9. External refining
A method of refining molten metal outside the melting furnace to remove gases and impurities, adjust composition, and enhance the metal purity.
10. Filling capacity
The ability of liquid metal to fill the mold cavity, ensuring well-defined casting contours, mainly influenced by the fluidity of the metal during casting.
11. Filling velocity
The mass flow rate of liquid metal entering the mold cavity from the ingate, used to determine the cross-sectional area of the gating system.
12. Filling time
The time required for liquid metal to completely fill the mold cavity from the beginning of the pouring process.
13. Pouring temperature
The temperature at which liquid metal is poured into the mold cavity.
14. Pouring time
The time required for liquid metal to fill the mold cavity from the start of pouring until it is full.
15. Solidification
The process in which a liquid alloy or metal transforms into a solid state as the temperature drops below the liquidus or melting point.
16. Solidification time
The time a casting takes to go from the beginning of solidification to complete solidification, often approximated as the time from the end of pouring to the end of solidification.
17. Equilibrium solidification
A solidification principle that utilizes the dynamic combination of contraction and expansion due to solidification and the use of the feeding system to achieve proportional solidification.
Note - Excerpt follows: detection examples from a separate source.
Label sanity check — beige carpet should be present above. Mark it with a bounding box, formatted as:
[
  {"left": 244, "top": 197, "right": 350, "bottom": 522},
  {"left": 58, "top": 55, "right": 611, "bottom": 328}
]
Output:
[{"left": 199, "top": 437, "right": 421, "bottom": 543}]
The riser is only used to compensate for insufficient self-feeding and should deviate from the casting's geometric hot spot.
18. Simultaneous solidification
A solidification principle aiming for minimal temperature variation across the mold cavity, resulting in simultaneous solidification. It reduces casting stress and the likelihood of hot cracking but may cause porosity in the center. Suitable for alloys with a wide solidification temperature range and low air tightness requirements.
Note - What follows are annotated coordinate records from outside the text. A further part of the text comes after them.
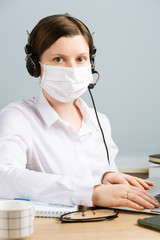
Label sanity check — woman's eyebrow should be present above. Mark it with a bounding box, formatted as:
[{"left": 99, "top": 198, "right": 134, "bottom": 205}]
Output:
[{"left": 50, "top": 52, "right": 89, "bottom": 57}]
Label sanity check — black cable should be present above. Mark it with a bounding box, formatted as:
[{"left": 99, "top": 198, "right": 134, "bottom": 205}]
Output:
[{"left": 88, "top": 85, "right": 110, "bottom": 164}]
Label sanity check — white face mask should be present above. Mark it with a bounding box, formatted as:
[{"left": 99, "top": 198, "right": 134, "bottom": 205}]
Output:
[{"left": 40, "top": 64, "right": 93, "bottom": 103}]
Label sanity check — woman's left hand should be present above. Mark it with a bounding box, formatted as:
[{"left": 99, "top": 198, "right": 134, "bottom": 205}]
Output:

19. Sequential solidification
A solidification principle where casting sections solidify successively from one part to another, often towards the riser or internal gate direction.
20. No solute redistribution solidification
A solidification mode where no solute atoms redistribute at the liquid-solid interface. All solute atoms remain trapped in the solid phase as it grows.
21. Contraction
The reduction in volume and size that occurs during the cooling process of a casting alloy from liquid to room temperature, including liquid contraction, solidification contraction, and solid contraction.
22. Liquid contraction
The volume reduction that occurs in a metal due to temperature decrease while it is in the liquid state.
23. Solidification contraction
The volume reduction that occurs during the solidification stage of molten metal. Pure metals and alloys with constant solidification temperature experience contraction solely due to the liquid-to-solid phase change. Alloys with a certain solidification temperature range experience both the contraction from phase change and the contraction due to temperature drop.
24. Solid contraction
The volume reduction that occurs in a metal as it cools down in the solid state. It leads to size reduction in all three dimensions.
25. Liquid-solid contraction
The volume reduction that occurs from pouring temperature to the end of solidification, including both liquid contraction and solidification contraction.